Жалость - читать онлайн книгу. Автор: Тони Моррисон cтр.№ 36

читать книги онлайн бесплатно
 
 

Онлайн книга - Жалость | Автор книги - Тони Моррисон

Cтраница 36
читать онлайн книги бесплатно

Все, больше в комнате места нет. Словами покрыт весь пол. Теперь, чтобы меня услышать, ты должен встать. На стенах писать труднее — огонек в лампе мал, толком ничего не видно. Держу свет в одной руке, выцарапываю буквы другой. Болят руки, но я должна тебе это сказать. Помимо тебя мне некому. Я уже у самой двери, скоро ее закрою. Что я буду делать ночами, когда мой рассказ будет кончен? Сны уж ко мне не вернутся. Вдруг вспомнила. Ведь ты не прочтешь! Ты знаешь мир, но не ведаешь грамоты. Не умеешь читать по-писаному. Ну, может, когда-нибудь выучишься. Если так, то приди опять на эту ферму, разъедини змей на своеручно кованных воротах, зайди в эти огромные жуткие палаты, взберись по лестнице и прямиком в говорящую комнату, и лучше днем. Если не ты, то никто. Эти старательные слова, запертые и всем открытые, заговорят сами. От стены к стене, сверху донизу, везде сплошь, по всей комнате. Или… Но будем надеяться, что нет. Может, этим словам как раз и нужен ветер, воздух, которым полон мир. Чтобы взлетать и падать, сыпаться пеплом на бирюзовы озера вглубь и благоцветны травы дурманны вширь, где стрижи в облаках между радуг стригут кругами, сыпаться и сыпаться, чтобы удобрены были почвы земные. Тут Лина поможет. Она в этом доме находит ужас, и сколько бы ни силилась она быть для Хозяйки незаменимой, я-то знаю, что огонь Лина любит больше.

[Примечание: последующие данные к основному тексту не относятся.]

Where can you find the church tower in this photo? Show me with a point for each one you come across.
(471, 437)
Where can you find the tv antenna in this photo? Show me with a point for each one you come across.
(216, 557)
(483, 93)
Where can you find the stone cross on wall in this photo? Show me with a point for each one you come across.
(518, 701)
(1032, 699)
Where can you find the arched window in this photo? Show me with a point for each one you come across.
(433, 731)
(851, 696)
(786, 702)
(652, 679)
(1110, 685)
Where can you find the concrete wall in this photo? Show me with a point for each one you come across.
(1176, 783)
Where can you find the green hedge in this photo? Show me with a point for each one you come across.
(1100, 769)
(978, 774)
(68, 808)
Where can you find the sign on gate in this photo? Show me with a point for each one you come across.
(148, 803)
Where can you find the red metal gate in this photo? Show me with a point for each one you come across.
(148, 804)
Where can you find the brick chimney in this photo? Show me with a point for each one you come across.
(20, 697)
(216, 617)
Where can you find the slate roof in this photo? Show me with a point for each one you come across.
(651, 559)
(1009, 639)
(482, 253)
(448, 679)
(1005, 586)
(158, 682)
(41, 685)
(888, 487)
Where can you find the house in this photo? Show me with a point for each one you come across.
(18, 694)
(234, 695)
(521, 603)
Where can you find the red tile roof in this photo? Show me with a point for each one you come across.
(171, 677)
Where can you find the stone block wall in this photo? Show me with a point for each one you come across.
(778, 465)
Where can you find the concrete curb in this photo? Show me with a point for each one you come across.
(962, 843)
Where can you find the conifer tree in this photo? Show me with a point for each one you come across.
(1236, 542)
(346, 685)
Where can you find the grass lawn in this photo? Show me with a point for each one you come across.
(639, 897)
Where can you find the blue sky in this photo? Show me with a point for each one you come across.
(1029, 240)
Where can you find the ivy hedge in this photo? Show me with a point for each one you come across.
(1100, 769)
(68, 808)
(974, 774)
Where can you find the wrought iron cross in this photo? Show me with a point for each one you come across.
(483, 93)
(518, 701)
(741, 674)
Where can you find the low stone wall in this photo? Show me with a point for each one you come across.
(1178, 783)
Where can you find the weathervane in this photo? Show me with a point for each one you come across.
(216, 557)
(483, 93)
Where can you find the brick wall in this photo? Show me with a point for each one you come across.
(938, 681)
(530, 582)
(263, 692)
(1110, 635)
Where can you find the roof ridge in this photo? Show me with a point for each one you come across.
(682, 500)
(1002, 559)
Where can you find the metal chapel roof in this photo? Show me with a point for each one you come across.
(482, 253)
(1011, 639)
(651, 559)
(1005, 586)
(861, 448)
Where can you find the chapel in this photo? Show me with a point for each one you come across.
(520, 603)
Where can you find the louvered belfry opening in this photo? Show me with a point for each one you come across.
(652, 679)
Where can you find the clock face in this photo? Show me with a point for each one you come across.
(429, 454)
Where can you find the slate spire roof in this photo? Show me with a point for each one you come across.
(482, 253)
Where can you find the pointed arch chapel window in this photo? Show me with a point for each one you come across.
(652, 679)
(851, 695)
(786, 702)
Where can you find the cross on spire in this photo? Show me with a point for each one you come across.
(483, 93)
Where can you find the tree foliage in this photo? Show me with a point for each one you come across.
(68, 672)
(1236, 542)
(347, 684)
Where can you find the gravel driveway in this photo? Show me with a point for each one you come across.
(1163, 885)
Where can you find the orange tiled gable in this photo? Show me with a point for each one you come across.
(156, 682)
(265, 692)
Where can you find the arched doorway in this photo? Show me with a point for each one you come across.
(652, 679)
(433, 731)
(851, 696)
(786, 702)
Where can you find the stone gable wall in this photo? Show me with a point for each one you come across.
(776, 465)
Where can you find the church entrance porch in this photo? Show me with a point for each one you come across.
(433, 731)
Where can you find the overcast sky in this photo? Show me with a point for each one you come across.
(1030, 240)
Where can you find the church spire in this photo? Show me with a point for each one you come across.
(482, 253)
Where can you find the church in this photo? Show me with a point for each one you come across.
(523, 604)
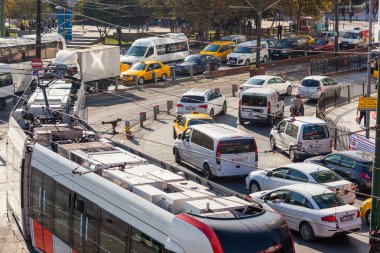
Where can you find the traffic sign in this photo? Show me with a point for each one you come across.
(367, 104)
(37, 63)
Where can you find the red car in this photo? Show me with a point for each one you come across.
(322, 44)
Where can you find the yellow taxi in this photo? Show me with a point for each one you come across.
(144, 71)
(365, 210)
(183, 121)
(219, 49)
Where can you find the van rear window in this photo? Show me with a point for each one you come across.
(253, 100)
(238, 146)
(315, 132)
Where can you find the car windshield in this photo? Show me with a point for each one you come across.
(350, 35)
(315, 132)
(139, 66)
(243, 50)
(212, 48)
(326, 176)
(328, 200)
(255, 81)
(310, 83)
(192, 99)
(238, 146)
(137, 51)
(200, 121)
(193, 58)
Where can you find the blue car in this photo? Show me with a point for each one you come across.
(199, 64)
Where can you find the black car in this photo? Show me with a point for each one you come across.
(352, 165)
(199, 64)
(290, 47)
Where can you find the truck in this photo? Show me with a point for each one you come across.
(97, 67)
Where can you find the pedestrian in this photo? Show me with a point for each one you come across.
(279, 31)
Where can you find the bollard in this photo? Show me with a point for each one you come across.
(169, 106)
(128, 132)
(142, 118)
(156, 111)
(154, 75)
(234, 90)
(172, 70)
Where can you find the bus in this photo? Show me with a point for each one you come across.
(71, 191)
(166, 48)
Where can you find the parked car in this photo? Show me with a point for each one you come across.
(365, 210)
(219, 49)
(301, 137)
(260, 105)
(217, 150)
(144, 71)
(206, 101)
(290, 47)
(312, 87)
(199, 64)
(297, 173)
(265, 81)
(353, 165)
(313, 210)
(245, 53)
(181, 123)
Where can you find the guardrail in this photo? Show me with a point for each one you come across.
(343, 95)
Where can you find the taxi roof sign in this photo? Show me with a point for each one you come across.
(367, 104)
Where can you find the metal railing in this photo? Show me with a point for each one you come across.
(344, 95)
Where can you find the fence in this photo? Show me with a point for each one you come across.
(343, 95)
(337, 63)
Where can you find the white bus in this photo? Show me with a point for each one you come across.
(167, 48)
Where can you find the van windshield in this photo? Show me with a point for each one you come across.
(315, 132)
(137, 51)
(253, 100)
(238, 146)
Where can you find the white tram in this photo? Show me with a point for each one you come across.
(73, 192)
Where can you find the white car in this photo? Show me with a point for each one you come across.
(203, 101)
(298, 173)
(264, 81)
(313, 210)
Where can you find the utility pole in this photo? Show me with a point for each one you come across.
(367, 113)
(258, 33)
(38, 30)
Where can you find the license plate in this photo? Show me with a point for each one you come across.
(346, 218)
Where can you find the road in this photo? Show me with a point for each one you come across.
(156, 138)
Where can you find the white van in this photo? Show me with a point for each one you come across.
(217, 150)
(260, 105)
(167, 48)
(301, 137)
(245, 53)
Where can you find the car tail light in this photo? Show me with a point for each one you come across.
(218, 153)
(365, 176)
(330, 218)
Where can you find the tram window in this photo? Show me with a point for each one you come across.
(62, 213)
(112, 234)
(36, 182)
(140, 243)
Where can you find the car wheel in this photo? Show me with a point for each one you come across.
(368, 216)
(272, 143)
(306, 232)
(254, 186)
(212, 112)
(224, 110)
(289, 91)
(206, 171)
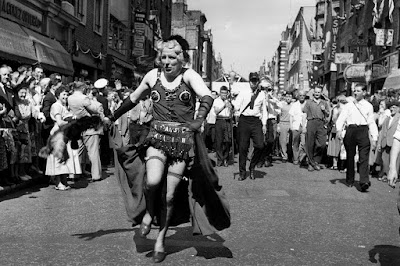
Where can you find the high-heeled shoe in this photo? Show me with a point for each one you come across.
(144, 229)
(159, 256)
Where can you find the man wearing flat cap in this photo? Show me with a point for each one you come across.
(250, 104)
(81, 106)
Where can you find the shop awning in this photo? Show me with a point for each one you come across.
(393, 80)
(51, 54)
(15, 44)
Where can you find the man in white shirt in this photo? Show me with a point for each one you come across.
(358, 115)
(252, 124)
(273, 109)
(223, 126)
(209, 126)
(298, 121)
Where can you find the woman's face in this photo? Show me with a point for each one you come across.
(22, 94)
(63, 97)
(171, 64)
(382, 105)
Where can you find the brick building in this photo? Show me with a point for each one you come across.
(37, 31)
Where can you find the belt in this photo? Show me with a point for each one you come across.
(138, 122)
(356, 126)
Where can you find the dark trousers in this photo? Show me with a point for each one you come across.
(222, 142)
(315, 140)
(249, 127)
(106, 151)
(209, 136)
(138, 132)
(357, 137)
(269, 140)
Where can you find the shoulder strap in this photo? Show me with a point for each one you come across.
(253, 98)
(366, 120)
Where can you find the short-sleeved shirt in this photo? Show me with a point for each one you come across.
(314, 111)
(78, 102)
(58, 109)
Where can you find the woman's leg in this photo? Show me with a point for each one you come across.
(154, 170)
(174, 176)
(57, 180)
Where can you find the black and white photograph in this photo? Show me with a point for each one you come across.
(199, 132)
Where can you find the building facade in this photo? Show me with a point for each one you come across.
(299, 49)
(38, 32)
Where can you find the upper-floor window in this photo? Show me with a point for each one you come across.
(117, 38)
(98, 16)
(80, 10)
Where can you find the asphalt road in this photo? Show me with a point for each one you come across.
(287, 216)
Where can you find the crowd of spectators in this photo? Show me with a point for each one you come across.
(289, 131)
(33, 107)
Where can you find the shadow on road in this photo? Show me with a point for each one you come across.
(99, 233)
(387, 255)
(26, 189)
(208, 247)
(257, 174)
(338, 180)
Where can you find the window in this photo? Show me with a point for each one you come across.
(117, 38)
(80, 10)
(98, 16)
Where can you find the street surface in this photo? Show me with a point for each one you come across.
(287, 216)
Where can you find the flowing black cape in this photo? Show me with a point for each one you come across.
(201, 200)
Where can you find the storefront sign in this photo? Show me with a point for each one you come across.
(384, 37)
(316, 47)
(344, 58)
(355, 73)
(335, 29)
(358, 42)
(21, 14)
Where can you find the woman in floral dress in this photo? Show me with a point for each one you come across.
(24, 111)
(60, 114)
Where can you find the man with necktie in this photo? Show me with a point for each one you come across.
(317, 111)
(252, 124)
(358, 115)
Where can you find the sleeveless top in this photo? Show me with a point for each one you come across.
(176, 105)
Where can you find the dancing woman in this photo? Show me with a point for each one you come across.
(171, 142)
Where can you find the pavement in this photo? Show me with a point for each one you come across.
(287, 216)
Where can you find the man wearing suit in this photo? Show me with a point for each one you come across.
(358, 115)
(250, 104)
(6, 112)
(101, 85)
(5, 91)
(81, 106)
(48, 100)
(385, 140)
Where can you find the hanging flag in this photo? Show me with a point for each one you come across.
(377, 13)
(391, 9)
(328, 33)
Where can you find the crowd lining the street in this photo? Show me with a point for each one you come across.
(33, 107)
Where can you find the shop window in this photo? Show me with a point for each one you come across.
(98, 16)
(80, 10)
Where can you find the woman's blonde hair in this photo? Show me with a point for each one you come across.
(178, 44)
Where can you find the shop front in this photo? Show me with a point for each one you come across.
(384, 75)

Ты понял? Да, ты прав. И минья мэй тоже. Да, я — сама разнузданность, но я Флоренс. Непрощенная. Непрощающая. Ни милосердия, ни раскаяния не будет, любовь моя. Ничего не будет. Ты слышишь? Раба, свободная… Аз есмь!

Одно только печалит меня. Все это время я не знаю, что говорит мне мама. И ей, что хочу сказать я, не узнать тоже. Что ж, минья мэй, в одном ты можешь быть мною довольна: ступни у меня стали жесткими, как кипарис.


На брата твоего из них никто не покусится. Их вкусы я знаю. Кологрудость женская — вот что дает им их нехитрую усладу. А у тебя сиськи растут слишком быстро, уже начинают подымать тряпицу, прикрывающую девчоночью грудку. Они это видят, и я вижу, что видят. И ничего хорошего не получится, даже если я отдам тебя за какого-нибудь паренька из поселка. Файго. Ты его помнишь. Он был ласковым с лошадьми и играл с тобой в господском дворе. Я собирала для него всякие обрезки и куски хлеба, чтобы он отнес другим. Бесс, его мать, знала, как я смотрю на это, и соглашалась. Она за сыном доглядывала ястребиным оком, как я за тобой. Но надолго это бы ничего не решило, доченька. Нам нет защиты. Никакой. Особенно при твоем пристрастии к туфлям. Ты этим подхлестывала, гнала в рост свои сиськи и торопила старую женатую пару. А они уж и губы раскатали.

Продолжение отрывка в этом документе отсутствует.